Ausnahme von der Mietpreisbremse: Wann liegt eine „umfassende Modernisierung“ vor?

1. Umfassend i.S.d. § 556f Satz 2 BGB ist eine Modernisierung nach der Gesetzesbegründung dann, wenn sie einen solchen Umfang aufweist, dass eine Gleichstellung mit Neubauten gerechtfertigt erscheint. Damit ist bei einer umfassenden Modernisierung zum einen auf den Investitionsaufwand und zum anderen auf das Ergebnis der Maßnahme, also die qualitativen Auswirkungen auf die Gesamtwohnung abzustellen.
2. Ein wesentlicher Bauaufwand wird angenommen, wenn dieser ca. 1/3 des für eine Neubauwohnung erforderlichen Aufwands erreicht.

AG Schöneberg, Urteil vom 08.09.2017, Aktenzeichen: 17 C 148/16 (nicht rechtskräftig)

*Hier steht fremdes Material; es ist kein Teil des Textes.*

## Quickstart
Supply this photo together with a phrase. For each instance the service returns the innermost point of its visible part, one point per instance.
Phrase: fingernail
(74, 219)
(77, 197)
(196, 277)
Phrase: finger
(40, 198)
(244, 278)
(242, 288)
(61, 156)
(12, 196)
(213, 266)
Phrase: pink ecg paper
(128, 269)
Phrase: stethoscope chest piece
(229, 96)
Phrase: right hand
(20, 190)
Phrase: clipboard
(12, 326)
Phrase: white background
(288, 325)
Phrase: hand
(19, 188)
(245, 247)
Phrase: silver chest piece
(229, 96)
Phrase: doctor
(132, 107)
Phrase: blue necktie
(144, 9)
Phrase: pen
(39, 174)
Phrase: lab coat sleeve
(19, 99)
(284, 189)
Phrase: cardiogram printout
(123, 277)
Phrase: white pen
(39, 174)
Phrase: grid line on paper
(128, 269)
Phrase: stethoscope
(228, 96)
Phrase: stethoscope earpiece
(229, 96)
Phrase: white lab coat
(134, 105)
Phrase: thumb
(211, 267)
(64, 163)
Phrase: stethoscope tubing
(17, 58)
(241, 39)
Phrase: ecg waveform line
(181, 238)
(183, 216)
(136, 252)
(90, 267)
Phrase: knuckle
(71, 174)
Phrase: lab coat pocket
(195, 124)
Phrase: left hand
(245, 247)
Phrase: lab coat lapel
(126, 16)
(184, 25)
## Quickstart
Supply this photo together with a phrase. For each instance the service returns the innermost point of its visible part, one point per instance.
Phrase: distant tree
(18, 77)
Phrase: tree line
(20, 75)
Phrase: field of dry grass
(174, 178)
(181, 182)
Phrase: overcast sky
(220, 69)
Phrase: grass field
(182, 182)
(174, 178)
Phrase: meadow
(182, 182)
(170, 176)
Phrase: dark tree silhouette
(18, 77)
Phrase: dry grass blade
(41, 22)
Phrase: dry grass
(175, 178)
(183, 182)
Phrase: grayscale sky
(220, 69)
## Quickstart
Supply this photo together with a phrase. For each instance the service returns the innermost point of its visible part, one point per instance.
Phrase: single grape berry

Sachverhalt: Die Mieter hatten sich im Mietvertrag verpflichtet, eine monatliche Nettokaltmiete in Höhe von 1.199,00 € zu zahlen. Die Nettokaltmiete des Vormieters betrug „lediglich“ 485,00 € pro Monat. Die Mieter berufen sich auf die Regelungen der so genannten „Mietpreisbremse“ (§§ 556d ff. BGB). Danach darf die Miete in vom Gesetzgeber festgelegten Gebieten mit einem angespannten Wohnungsmarkt zu Beginn des Mietverhältnisses die ortsübliche Vergleichsmiete höchstens um 10 Prozent übersteigen, maximal aber in Höhe der Miete des Vormieters vereinbart werden, wenn diese höher war. Die Mieter verlangten die Feststellung, dass die Nettokaltmiete lediglich 823,44 € beträgt sowie die Rückzahlung vermeintlich überzahlter Mieten für die Monate Juni bis November 2016 in Höhe von 2.253,36 € [(1.199,00 € – 823,44 € pro Monat) x 6 Monate]. Vor Mietbeginn wurden in der Wohnung Modernisierungsarbeiten durchgeführt. Die Vermieterin ist der Ansicht, dass die Vorschriften über die „Mietpreisbremse“ gemäß der Ausnahmevorschrift des § 556f Satz 2 BGB nicht anwendbar seien, da die Wohnung vor der Neuvermietung „umfassend modernisiert“ worden sei. Der Vermieter hatte Modernisierungskosten in Höhe von 44.463,58 € für die Wohnung aufgewendet, was einem Quadratmeterbetrag von 519,13 € entsprach. 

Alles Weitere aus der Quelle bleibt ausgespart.